Reset chip works on 24V rails and wastes only 300nA

Author: EIS Release Date: Aug 29, 2019


Texas Instruments has introduced a reset chip for voltage rails between 1.5V and 10V, that can work on 24V rails with additional resistors (see below).

Called the TPS3840 family, supply current is typically 300nA, and is 700nA max over temperature.

Threshold voltage is fixed, and versions are available from 1.6 to 4.9V in 0.1V steps – accuracy is 1% typ (1.5% max). Hysteresis is typically 100mV for 1.6 to 3.0V versions, and 200mV for 3.1 to 4.9V.

“The devices provide a combination of minimal power consumption, high accuracy, and low propagation delay to help extend battery life for a variety of low-power, industrial, and battery-powered applications,” according to Mouser, which is stocking the parts. “With less than a 1µA current consumption, the ICs can be configured to work as either a comparator – with a simple three-pin configuration – or as a daisy-chained universal power supply supervisor that acts as a sequencer.”

Minimum supply voltage for a meaningful output (‘power-on-reset’, according to TI) is 300mV and, with rising power, the device is ready to operate 220µs (typ) after crossing this (350µs max).
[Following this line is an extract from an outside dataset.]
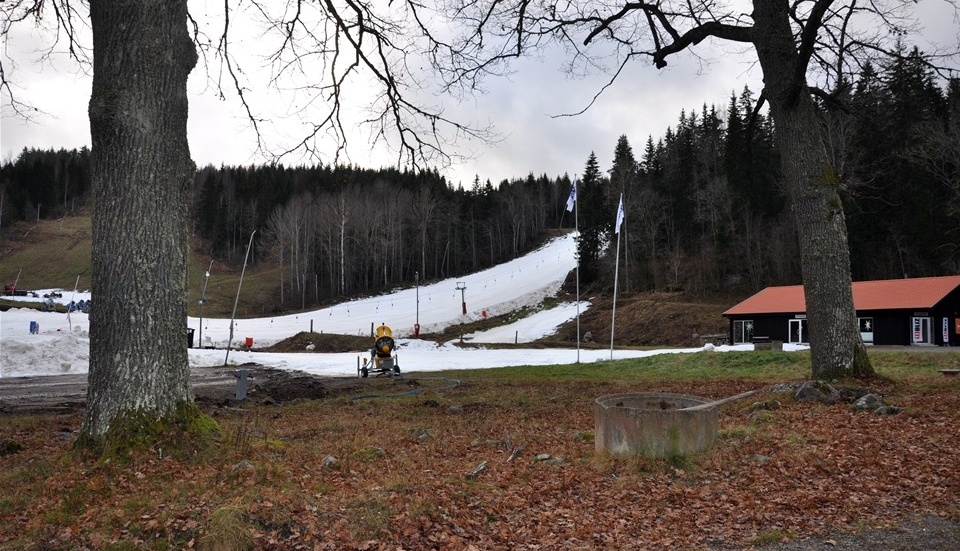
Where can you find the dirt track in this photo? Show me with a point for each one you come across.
(211, 385)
“The devices’ fast start-up delay allows the detection of a voltage fault before the rest of the system powers up, providing maximum safety in hazardous start-up fault conditions, and the low power-on-reset prevents false resets, premature enable or turn-on of next device, and proper transistor control during power-up and power-down,” said Mouser.
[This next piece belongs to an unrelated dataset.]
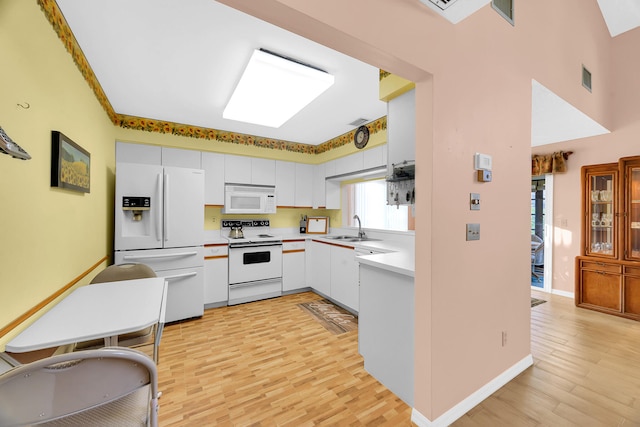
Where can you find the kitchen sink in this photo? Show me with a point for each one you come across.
(352, 238)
The connection CT/NC allows a capacitor to be connected to delay the reset pulses – values span 50µs with no capacitor to 6.2s with 10µF.

There is also an active-low manual reset, and there are three output options:

  • open-drain, active-low (TPS3840DL)
  • push-pull, active-low (…PL)
  • push-pull, active-high (…PH)

Operation is across -40 to +125°C, and the devices come in a five-pin SOT-23 package.

Higher voltage working

To keep the device below its 12V absolute maximum Vdd, TI recommends using a two resistor potential from the rail to be sensed to the Vdd pin of the chip – suggesting, for example, a 10.5kΩ top resitor and 10kΩ bottom resistor for a 4.9V device connected to a 12V rail (Fig 51 and equation 7 in the data sheet). The reset output remains low-voltage-only (Vdd + 300mV abs max).

“Notice that the resistor values chosen are less than 100kΩ to preserve the accuracy set by the internal resistor divider,” according to the data sheet. “Good design practice recommends using a 0.1-µF capacitor on the VDD pin and this capacitance may need to increase when using an external resistor divider.”

Applications are foreseen in grid infrastructure (circuit breakers, smart meters), factory automation, building automation, electronic point-of-sale, portable equipment, battery-powered systems, according ot Mouser.